The Big Picture: SoftBank’s Betting on China — and the U.S.
Softbank, it seems, only has two modes: big wins and big losses. The international investment firm suffered billions in high-profile losses over the past year, and then its signature Vision Fund announced its best-ever quarter in September. The Japanese investor has a heavy stake in China, and this week, The Wire took a step back to see the plethora of investments that SoftBank has made over its nearly four decades — zooming in on some key investments and partners in China’s orbit.

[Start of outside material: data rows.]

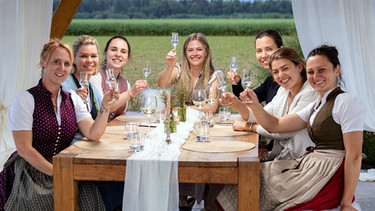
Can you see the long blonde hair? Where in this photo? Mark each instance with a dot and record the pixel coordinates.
(207, 69)
(79, 42)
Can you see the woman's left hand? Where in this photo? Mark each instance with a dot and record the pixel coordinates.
(110, 98)
(138, 87)
(229, 99)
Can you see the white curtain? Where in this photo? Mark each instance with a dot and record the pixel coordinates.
(24, 28)
(350, 26)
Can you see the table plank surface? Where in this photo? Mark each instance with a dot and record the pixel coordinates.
(76, 163)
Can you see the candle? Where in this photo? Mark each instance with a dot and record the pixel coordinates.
(168, 106)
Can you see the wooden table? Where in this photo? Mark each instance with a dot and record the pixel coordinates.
(76, 164)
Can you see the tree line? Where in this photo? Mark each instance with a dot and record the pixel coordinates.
(187, 9)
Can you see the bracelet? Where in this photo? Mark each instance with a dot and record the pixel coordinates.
(103, 109)
(251, 126)
(129, 94)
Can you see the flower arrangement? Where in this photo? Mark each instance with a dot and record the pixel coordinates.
(178, 94)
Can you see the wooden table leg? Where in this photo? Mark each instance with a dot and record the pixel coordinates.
(248, 184)
(65, 188)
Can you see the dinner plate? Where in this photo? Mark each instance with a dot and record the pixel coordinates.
(218, 146)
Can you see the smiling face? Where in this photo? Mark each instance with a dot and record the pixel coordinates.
(287, 74)
(117, 54)
(87, 59)
(57, 68)
(321, 73)
(264, 47)
(196, 54)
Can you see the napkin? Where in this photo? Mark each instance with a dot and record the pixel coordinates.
(152, 174)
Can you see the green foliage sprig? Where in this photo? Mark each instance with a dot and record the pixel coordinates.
(178, 95)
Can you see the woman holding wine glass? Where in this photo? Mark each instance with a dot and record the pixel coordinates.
(195, 72)
(295, 93)
(117, 52)
(266, 42)
(86, 63)
(44, 120)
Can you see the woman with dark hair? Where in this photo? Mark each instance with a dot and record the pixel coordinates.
(266, 42)
(295, 93)
(117, 52)
(326, 177)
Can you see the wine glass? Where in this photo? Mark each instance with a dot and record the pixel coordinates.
(246, 81)
(199, 99)
(111, 79)
(174, 40)
(233, 66)
(84, 82)
(221, 83)
(146, 70)
(149, 105)
(212, 93)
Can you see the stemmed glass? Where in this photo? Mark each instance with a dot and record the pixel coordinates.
(246, 81)
(212, 93)
(199, 99)
(149, 105)
(174, 40)
(222, 84)
(84, 82)
(111, 79)
(146, 70)
(233, 66)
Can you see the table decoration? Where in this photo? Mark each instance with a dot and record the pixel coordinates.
(155, 169)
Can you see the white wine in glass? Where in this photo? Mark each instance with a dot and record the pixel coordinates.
(246, 78)
(246, 81)
(111, 79)
(199, 99)
(221, 83)
(174, 40)
(146, 70)
(149, 105)
(84, 82)
(233, 66)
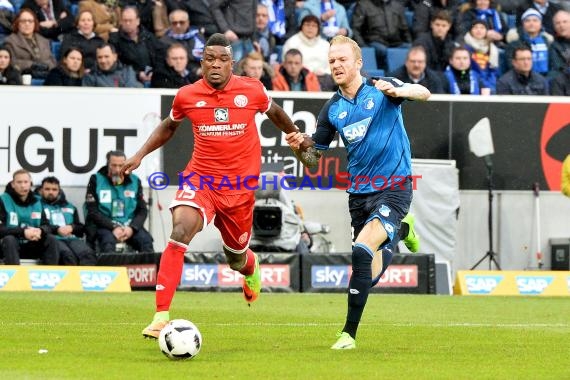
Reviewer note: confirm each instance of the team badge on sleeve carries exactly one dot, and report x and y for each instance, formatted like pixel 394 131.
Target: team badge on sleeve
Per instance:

China Books for a New President
As the new president-elect, Joe Biden has a chance to reset relations with China and perhaps stop the chills of a second cold war. Yet the nature of the trans-Pacific relationship has altered permanently, and the new geopolitical realities mean that the U.S. is likely to be just as tough on China as it has been — even with a new administration in place. In his selection of new China titles this month, Alec Ash attempts to take in the wide scope of challenges that face America and other Western democracies as they confront those new realities: political, technological, financial, environmental, and business-oriented.
A Q&A With Kevin Rudd
Kevin Rudd is the former prime minister of Australia and a longtime China researcher and analyst. In this week’s interview with The Wire’s Eli Binder, he wears both his political and academic hats to answer questions about Australia’s increasingly fraught relationship with China, as well as how to think about the U.S.-China dynamic. He has strong feelings about using the “cold war” label, advice for liberal democracies trying to deal with China’s rise, and reflections on the CCP’s “electric sensitivity” to the open discussion of its history.
Kevin Rudd
Illustration by Lauren Crow
Delivering China’s Mail
Have you ever ordered something from Amazon and been surprised when your purchase arrives in a small package from China? This week, The Wire‘s Eli Binder reports on the little-known relationship between the China Post, the country’s state-run postal service, and the U.S. Postal Service, and why small entrepreneurs in China are able to compete with America’s big box retailers. To get a sense of the scale of the direct-from-China boom consider this: in 2019, the USPS processed and delivered roughly 270 million small parcels brought to the U.S. by China Post — up from about 45 million in 2014.